As much as I’d like to eschew any of that quantification, I can’t help but feel like I somehow screwed it up. Like I did my time-off ‘wrong’ by not resting enough, not creating enough art, not discovering enough about myself. So, during my massage, I convinced myself that perhaps writing some points down wouldn’t hurt. Not in that insufferable “This is how I made my sabbatical productive by curing Alzheimer’s, and here’s why it’s your problem” way that you can find in abundance on professional networking sites—just putting together some…
Realisations. I’ve had a few. Some big, like the importance of water flossers. Others small, like how everyone around my age is absolutely miserable.
Realisations I’ve had (and they most certainly aren’t your problem):
1. I have severe career/work anxiety, and it seems to be going nowhere. It just keeps building on top of every work experience I’ve had, like a tower of spikes. And I don’t know what to do with it—I don’t know how to touch it, unpack it, dismantle it, or move past it. I’ve been alternating between days of absolute emotional paralysis and days of simply being grateful that my loved ones exist and that SSRIs work for me. Trees are pretty great, too.
2. Does that mean I can never operate as a functional member of society again? I wouldn’t say that. This phase has forced me to acknowledge the privilege of having considerate parents whose home is always open to me. It has also taught me that I value my time and autonomy more than anything else—more than material comfort, mainstream success, or even relationships. There is a marked difference in how I feel, think, and act when I can define my hours at my own pace versus when I have to sign them all off to an overlord. For this reason, I’m not too sure I can go back to climbing a traditional career ladder ever again. I want to hear beyond the jingle-jangle of (what feels like) golden handcuffs. And if that means my CV looks more like a wide map than a well-plotted graph, I just need to shed my fears around it.

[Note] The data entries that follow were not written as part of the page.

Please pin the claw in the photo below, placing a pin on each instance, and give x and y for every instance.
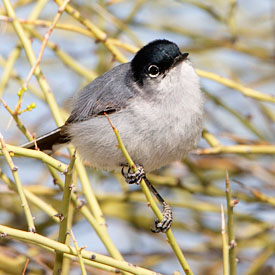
(133, 177)
(165, 223)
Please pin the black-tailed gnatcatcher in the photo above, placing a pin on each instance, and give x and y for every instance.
(156, 104)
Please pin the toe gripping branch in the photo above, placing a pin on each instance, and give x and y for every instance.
(136, 177)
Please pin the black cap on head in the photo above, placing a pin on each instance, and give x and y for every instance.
(161, 53)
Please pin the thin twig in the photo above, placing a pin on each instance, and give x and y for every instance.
(19, 187)
(225, 247)
(230, 227)
(80, 259)
(174, 245)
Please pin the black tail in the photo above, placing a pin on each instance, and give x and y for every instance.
(47, 141)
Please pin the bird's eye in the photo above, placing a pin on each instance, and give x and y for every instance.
(153, 71)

3. Why is everyone in their late 20s to mid-30s so unhappy at work? What the hell is up? Every friend, colleague, or kindly stranger I’ve discussed this with seems to be floundering—whether they work in education, policy, publishing, medicine, content creation, or tech. I’ve lost count of conversations where we struggle to identify what work adds to our lives apart from routine and stable income—and for some (like me), even that is tricky. People seem uncertain, unsure of what the future looks like and their place in it. And most of them are simply tired—tired of the illusions of ambition, of how modern work is structured, of how creatively stagnant they feel. Where did we go wrong? Also, are you an exception to this realisation? If yes, I’d love to hear from you—what’s going right?
In other news:
My little brother is married! That’s fully bonkers. All of 2024, my brother’s approaching wedding was a steady countdown in the background of my life in the mountains. Going back to the city every few months to plan the events with my family felt like the most elongated process I’d ever been a part of.
And yet, when that mid-December week finally arrived (and whooshed past), I barely remembered that any forethought had ever existed. The celebrations, interactions, drinking, eating, dressing up, bickering, and laughter felt so urgent, demanding, surreal, infuriating, joyous, and wonderful all at the same time that I thought it best to switch my mind off and just go with the flow.

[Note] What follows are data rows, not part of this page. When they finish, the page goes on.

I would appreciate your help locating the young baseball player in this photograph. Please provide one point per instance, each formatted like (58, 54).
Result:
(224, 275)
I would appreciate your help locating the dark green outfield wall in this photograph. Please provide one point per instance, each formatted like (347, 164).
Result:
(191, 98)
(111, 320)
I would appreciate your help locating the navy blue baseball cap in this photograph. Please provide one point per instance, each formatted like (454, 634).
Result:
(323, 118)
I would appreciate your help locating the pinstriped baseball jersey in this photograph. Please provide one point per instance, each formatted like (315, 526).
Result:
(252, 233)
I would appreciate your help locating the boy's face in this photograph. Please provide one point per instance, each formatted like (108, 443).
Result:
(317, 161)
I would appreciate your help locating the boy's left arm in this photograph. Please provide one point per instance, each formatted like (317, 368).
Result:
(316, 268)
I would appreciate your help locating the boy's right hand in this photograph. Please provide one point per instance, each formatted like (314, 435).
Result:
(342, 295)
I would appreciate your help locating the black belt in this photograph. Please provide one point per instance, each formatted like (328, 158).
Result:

Surprisingly, I managed to survive—and have fun too! I also got asked about my own “plans” as the elder unmarried sister only a handful of times and was able to tackle them with humour, thankfully. I still feel a warm glow when I think of the love that was so palpable between my dearest, sparkling new sister-in-law and my brother, who have been together since high school (!!), and the memories I made with my family and friends. I feel the glowiest when I think of my fits, though. Dropping some below.
Something I’ve been listening to:
I don’t know when my Spotify algorithm pushed it on me, but the reprise of Always Coming Home by Mountaineer has been a soft, comforting, whimsical, much-needed escape this week. It’s sufficiently obscure, so I feel cool recommending it too.